Samsung enthüllt ein „Geheimnis“: den integrierten Sichtschutz des Galaxy S26 Ultra

Oscar

Das kennen wir alle: Sie sitzen in einem überfüllten Bus oder stehen in der Schlange und spüren, wie die Person neben Ihnen auf den Bildschirm Ihres Telefons blickt. Normalerweise besteht die einzige Lösung darin, einen Sichtschutz-Displayschutz eines Drittanbieters zu kaufen. Diese Kunststoffschichten sind zwar effektiv, haben aber auch Nachteile. Sie verdunkeln oft das Display, stören den Fingerabdrucksensor und machen es unmöglich, ein Video mit einem Freund zu teilen. Ein aktuelles Leak bestätigt jedoch nahezu, dass Samsung diese Displayschutzfolien mit der „Privacy Display“-Funktion des kommenden Galaxy S26 Ultra überflüssig machen wird.

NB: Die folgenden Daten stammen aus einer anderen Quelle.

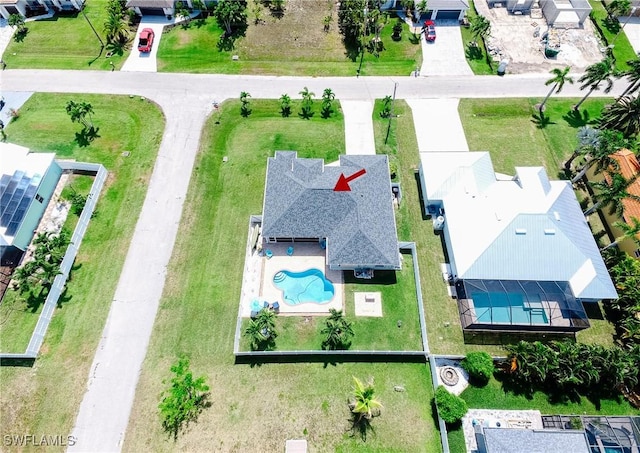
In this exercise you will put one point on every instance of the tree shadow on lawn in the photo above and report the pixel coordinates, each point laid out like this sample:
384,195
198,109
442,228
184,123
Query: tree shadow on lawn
578,118
360,427
473,52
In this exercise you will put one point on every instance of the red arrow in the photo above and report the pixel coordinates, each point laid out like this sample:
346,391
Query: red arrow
343,183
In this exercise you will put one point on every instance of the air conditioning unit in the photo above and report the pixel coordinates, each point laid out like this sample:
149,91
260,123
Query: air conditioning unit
438,222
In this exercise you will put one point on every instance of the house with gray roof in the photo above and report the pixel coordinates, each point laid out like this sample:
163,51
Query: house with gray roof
522,256
307,200
27,183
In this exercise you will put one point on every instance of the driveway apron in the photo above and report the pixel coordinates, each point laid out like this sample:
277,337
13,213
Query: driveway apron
445,56
358,127
437,124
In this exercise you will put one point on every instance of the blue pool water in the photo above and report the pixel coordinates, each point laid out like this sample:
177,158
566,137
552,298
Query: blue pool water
301,287
503,308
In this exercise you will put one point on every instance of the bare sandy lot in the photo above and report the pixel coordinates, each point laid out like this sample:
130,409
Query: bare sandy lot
518,38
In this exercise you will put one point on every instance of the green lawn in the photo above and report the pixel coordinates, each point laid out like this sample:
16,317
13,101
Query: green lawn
64,42
507,129
45,398
399,303
265,50
476,56
622,49
256,408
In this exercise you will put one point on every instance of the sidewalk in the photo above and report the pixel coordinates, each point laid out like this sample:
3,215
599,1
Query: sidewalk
437,124
358,127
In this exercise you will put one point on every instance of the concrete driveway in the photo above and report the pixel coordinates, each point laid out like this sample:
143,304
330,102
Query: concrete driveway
632,30
437,125
358,127
146,62
444,56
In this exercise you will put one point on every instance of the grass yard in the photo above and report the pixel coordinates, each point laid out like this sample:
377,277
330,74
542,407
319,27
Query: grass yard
256,408
476,56
299,333
75,45
441,312
45,398
507,129
622,50
285,46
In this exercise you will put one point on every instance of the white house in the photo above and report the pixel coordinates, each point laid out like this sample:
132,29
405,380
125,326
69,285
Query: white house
520,250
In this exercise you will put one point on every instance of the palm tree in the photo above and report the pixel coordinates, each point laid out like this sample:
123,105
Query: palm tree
633,76
594,76
609,142
115,29
623,115
611,193
307,103
560,77
78,111
364,404
480,27
338,331
630,230
588,139
285,105
254,333
261,331
327,98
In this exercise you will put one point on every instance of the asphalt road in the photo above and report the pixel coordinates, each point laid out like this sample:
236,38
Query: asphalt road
186,100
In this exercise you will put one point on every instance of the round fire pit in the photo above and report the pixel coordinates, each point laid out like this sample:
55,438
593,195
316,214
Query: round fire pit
449,375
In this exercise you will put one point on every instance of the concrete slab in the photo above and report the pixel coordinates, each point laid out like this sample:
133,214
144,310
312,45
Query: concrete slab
6,32
437,125
444,56
368,304
146,62
632,30
12,100
358,127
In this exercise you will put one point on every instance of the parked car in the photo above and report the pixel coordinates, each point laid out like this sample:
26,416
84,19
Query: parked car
429,29
146,40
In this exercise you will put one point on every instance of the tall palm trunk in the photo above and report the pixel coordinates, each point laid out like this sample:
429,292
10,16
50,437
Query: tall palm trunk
631,88
577,106
567,164
593,208
581,173
541,108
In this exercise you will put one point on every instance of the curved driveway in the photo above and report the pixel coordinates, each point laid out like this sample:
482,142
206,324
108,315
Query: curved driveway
186,101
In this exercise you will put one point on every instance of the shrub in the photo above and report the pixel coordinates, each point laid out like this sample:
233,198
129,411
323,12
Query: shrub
451,408
480,367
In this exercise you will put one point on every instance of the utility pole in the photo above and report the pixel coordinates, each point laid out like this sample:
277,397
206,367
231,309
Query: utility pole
393,100
91,25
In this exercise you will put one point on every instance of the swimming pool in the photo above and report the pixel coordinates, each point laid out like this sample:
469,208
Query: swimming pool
507,308
302,287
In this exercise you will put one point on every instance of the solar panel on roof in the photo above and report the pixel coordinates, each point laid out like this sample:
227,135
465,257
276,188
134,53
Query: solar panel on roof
18,191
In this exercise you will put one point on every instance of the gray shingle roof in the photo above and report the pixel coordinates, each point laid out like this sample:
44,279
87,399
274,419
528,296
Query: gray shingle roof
359,225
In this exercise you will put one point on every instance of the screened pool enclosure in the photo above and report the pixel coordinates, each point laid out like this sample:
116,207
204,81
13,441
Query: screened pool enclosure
519,305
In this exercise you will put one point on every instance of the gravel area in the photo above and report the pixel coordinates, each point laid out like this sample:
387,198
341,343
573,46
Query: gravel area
518,39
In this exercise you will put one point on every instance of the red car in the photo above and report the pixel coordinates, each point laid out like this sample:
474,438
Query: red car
146,40
429,29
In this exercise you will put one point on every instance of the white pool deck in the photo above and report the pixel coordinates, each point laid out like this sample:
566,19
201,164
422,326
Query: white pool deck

Den Bildschirm, den nur Sie sehen können: Datenschutzleck beim Samsung Galaxy S26 Ultra

Ein Screenshot von Samsungs eigenem Good Lock-Team ist kürzlich durch das Raster gerutscht. Das von Tarun Vats geteilte Bild zeigt einen speziellen „Privacy Display“-Schalter im Quick Panel von One UI 8.5. Dabei handelt es sich nicht nur um einen einfachen Software-Trick, der die Helligkeit dimmt. Es scheint sich um eine komplexe Hardwarefunktion zu handeln, die Benutzer mit einem einzigen Tastendruck aktivieren und deaktivieren können.

Das Geheimnis hinter dieser Funktion liegt in der sogenannten Flex Magic Pixel-Technologie von Samsung. Das neue M14-OLED-Panel des Galaxy S26 Ultra könnte dies ermöglichen. Anstatt sich auf einen physischen Filter zu verlassen, kann Berichten zufolge der Bildschirm selbst die Art und Weise ändern, wie er das Licht lenkt.

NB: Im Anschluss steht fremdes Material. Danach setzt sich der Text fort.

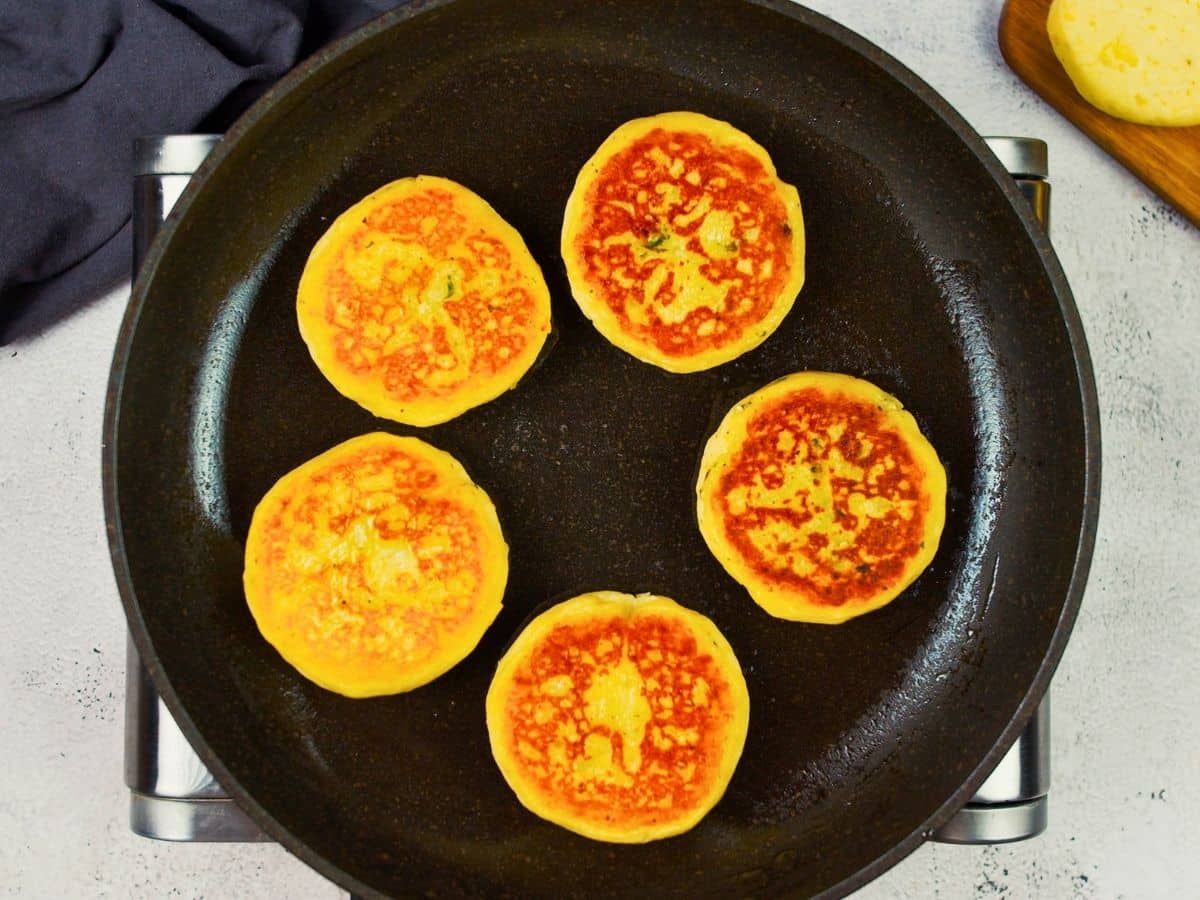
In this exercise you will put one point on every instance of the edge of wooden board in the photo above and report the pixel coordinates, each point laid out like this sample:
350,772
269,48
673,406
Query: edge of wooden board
1162,157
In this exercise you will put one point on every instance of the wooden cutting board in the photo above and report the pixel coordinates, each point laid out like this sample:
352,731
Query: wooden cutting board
1168,160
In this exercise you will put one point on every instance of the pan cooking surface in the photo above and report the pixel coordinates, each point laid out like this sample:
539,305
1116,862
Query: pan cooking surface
921,277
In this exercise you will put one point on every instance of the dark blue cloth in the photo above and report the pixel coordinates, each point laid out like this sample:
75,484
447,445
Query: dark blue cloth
81,79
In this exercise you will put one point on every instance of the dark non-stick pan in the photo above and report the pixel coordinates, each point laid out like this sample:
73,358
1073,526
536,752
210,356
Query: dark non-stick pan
927,276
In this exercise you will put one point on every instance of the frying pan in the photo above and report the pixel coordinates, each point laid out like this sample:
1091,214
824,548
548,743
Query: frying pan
927,275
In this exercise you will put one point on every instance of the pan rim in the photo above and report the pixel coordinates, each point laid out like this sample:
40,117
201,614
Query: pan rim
293,83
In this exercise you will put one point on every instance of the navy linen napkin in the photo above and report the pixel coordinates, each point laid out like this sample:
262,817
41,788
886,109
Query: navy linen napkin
81,79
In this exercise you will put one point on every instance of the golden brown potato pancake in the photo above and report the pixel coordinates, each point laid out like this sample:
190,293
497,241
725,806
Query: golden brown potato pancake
681,243
619,718
375,567
420,303
821,496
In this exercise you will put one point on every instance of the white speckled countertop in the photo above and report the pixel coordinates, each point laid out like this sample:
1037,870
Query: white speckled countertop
1126,798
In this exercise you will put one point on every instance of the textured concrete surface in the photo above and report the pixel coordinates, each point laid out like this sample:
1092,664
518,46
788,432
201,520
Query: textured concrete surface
1126,798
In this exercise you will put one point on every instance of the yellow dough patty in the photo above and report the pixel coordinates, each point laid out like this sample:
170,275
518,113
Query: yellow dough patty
420,303
1134,59
617,717
682,245
821,496
375,567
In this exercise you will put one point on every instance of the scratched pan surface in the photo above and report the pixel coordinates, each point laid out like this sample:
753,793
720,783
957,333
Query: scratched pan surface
924,276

Wenn Sie den Privacy Display-Modus aktivieren, werden die Betrachtungswinkel des Bildschirms viel kleiner. Wenn Sie direkt auf das Telefon schauen, bleibt alles hell und klar. Aber wenn man versucht, es von der Seite zu betrachten, sieht es einfach schwarz oder unleserlich aus. Es funktioniert gut, einen privaten Sichtkegel zu erstellen, durch den nur der Benutzer sehen kann.

Integration und Automatisierung

Die Software-Integration sieht genauso smart aus wie die Hardware. Man sagt, dass One UI 8.5 es Benutzern ermöglichen wird, die Funktion zu automatisieren. Sie könnten beispielsweise festlegen, dass sich die Privatsphärenanzeige automatisch einschaltet, sobald Sie eine Banking-App oder eine private Messaging-App wie WhatsApp öffnen. Sie müssen also nicht einmal daran denken, es einzuschalten, wenn Sie etwas sicher aufbewahren müssen.

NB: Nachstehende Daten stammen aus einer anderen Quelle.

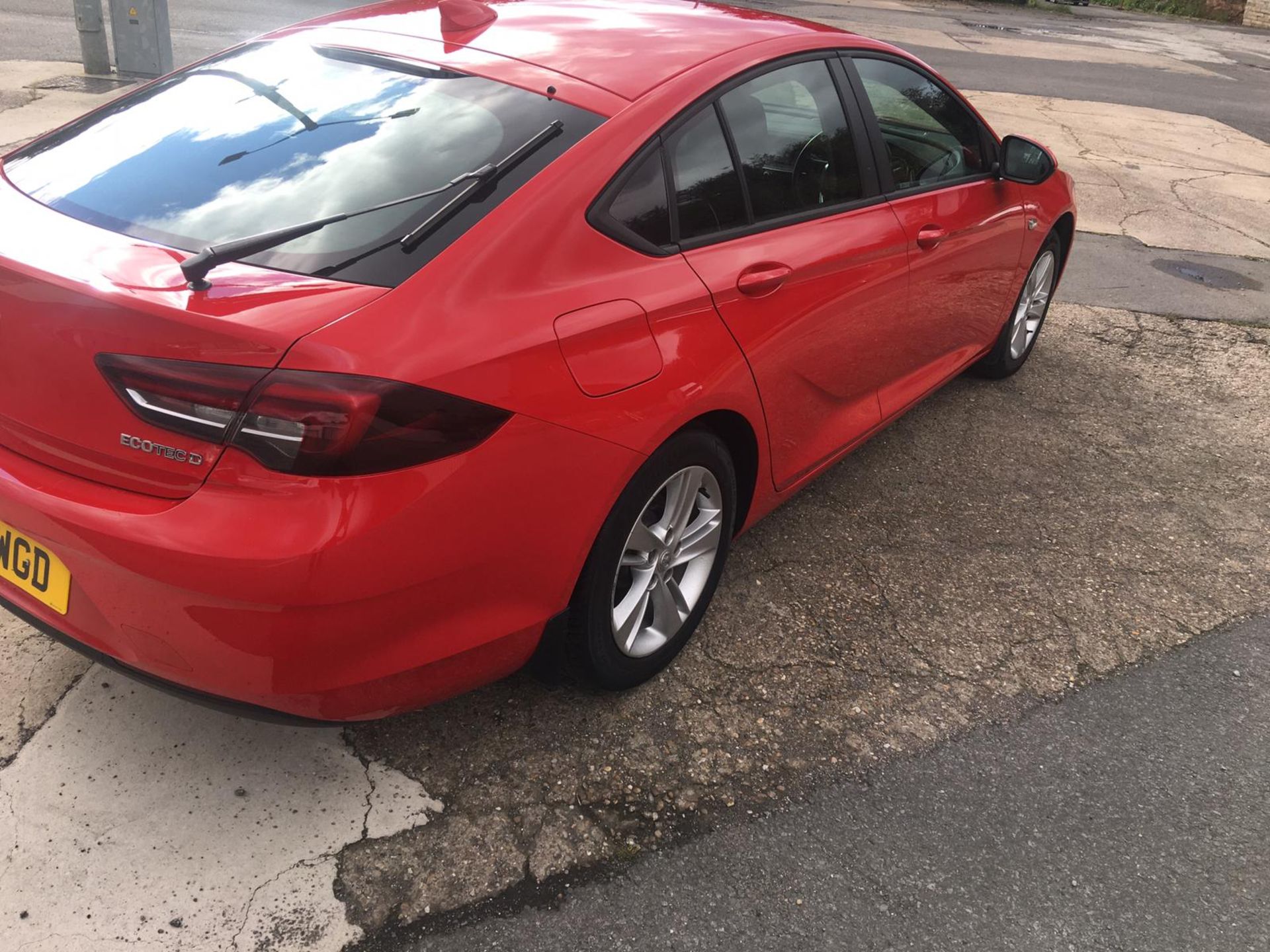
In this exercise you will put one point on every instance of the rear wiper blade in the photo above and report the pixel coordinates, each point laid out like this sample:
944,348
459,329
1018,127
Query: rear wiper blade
487,175
198,266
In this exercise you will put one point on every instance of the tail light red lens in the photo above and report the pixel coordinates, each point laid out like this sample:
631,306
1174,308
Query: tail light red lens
200,400
302,422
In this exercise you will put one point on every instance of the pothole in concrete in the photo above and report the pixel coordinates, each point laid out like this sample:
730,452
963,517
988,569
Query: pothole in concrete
81,84
992,26
1206,274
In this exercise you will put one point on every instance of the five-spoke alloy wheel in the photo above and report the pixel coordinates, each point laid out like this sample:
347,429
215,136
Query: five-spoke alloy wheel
667,561
656,563
1019,335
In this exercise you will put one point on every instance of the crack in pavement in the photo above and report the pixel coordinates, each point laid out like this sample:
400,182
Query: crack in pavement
1033,571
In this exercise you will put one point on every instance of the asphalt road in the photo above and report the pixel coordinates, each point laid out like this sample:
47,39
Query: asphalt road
44,30
1130,816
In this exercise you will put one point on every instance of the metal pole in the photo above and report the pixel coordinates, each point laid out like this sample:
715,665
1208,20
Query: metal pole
92,30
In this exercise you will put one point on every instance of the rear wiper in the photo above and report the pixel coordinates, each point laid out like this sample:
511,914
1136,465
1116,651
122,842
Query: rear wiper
197,267
487,175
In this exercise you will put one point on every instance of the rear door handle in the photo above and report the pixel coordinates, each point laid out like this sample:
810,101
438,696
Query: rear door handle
930,235
760,280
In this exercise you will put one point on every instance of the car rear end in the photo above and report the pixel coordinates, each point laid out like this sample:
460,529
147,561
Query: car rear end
175,495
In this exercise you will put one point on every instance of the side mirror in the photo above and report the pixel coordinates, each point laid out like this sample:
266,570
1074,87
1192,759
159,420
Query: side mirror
1025,161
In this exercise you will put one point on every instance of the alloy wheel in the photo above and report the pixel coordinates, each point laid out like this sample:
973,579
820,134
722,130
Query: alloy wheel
667,561
1032,306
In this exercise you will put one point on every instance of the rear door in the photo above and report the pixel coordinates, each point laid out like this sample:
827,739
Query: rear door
963,225
778,210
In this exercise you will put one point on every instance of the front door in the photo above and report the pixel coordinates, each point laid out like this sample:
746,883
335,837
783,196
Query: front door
807,266
963,226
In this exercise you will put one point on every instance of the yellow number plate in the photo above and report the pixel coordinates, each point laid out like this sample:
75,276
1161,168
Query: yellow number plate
33,569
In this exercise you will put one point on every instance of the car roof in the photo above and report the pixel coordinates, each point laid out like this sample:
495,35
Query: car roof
626,48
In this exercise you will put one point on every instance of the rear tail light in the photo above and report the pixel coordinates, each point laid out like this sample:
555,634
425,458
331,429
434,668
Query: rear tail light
302,422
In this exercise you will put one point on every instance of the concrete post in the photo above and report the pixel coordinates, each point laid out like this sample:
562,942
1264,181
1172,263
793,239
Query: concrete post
92,30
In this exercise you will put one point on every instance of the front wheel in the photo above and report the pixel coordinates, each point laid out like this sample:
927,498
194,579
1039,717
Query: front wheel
656,563
1019,335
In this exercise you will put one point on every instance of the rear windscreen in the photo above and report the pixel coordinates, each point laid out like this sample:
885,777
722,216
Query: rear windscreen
280,134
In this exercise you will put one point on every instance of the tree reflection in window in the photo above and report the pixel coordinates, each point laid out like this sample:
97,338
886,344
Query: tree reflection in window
793,140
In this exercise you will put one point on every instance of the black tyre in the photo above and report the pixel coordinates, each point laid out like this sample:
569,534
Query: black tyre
1023,328
656,564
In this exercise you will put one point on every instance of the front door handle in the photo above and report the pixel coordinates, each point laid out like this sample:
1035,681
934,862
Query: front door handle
930,235
760,280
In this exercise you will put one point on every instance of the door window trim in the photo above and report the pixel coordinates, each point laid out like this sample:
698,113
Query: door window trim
861,141
988,141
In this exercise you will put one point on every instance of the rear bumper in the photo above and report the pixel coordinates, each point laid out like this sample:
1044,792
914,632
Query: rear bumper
328,600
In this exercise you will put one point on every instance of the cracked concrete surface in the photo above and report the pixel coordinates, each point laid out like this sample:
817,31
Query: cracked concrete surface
27,112
1001,545
154,823
34,673
1167,179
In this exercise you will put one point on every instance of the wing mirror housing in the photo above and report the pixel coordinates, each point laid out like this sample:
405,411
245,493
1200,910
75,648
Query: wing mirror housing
1024,161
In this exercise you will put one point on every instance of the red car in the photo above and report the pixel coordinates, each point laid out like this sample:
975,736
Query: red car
349,368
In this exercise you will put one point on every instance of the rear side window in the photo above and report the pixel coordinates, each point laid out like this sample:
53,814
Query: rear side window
708,194
640,206
793,140
280,134
930,136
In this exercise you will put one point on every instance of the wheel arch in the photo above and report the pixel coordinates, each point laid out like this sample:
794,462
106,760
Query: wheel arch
1066,230
738,436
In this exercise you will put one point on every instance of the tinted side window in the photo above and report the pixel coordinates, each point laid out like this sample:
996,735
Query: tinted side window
706,187
793,140
930,136
642,205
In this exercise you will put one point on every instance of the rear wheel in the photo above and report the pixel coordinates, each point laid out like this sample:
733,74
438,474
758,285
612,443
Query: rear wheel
1019,335
656,564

Wie bereits erwähnt, basiert diese Technologie auf einer bestimmten Art von OLED-Display-Hardware. Daher ist es unwahrscheinlich, dass ältere Modelle wie das Galaxy S25 Ultra das Update per Software erhalten. Dies scheint ein entscheidendes Verkaufsargument für das Flaggschiff der nächsten Generation zu sein. Wenn sich diese Leaks bewahrheiten, könnte das Galaxy S26 Ultra endlich eines der häufigsten Ärgernisse des mobilen Lebens lösen, ohne dass Benutzer Kompromisse bei der Displayqualität eingehen müssen.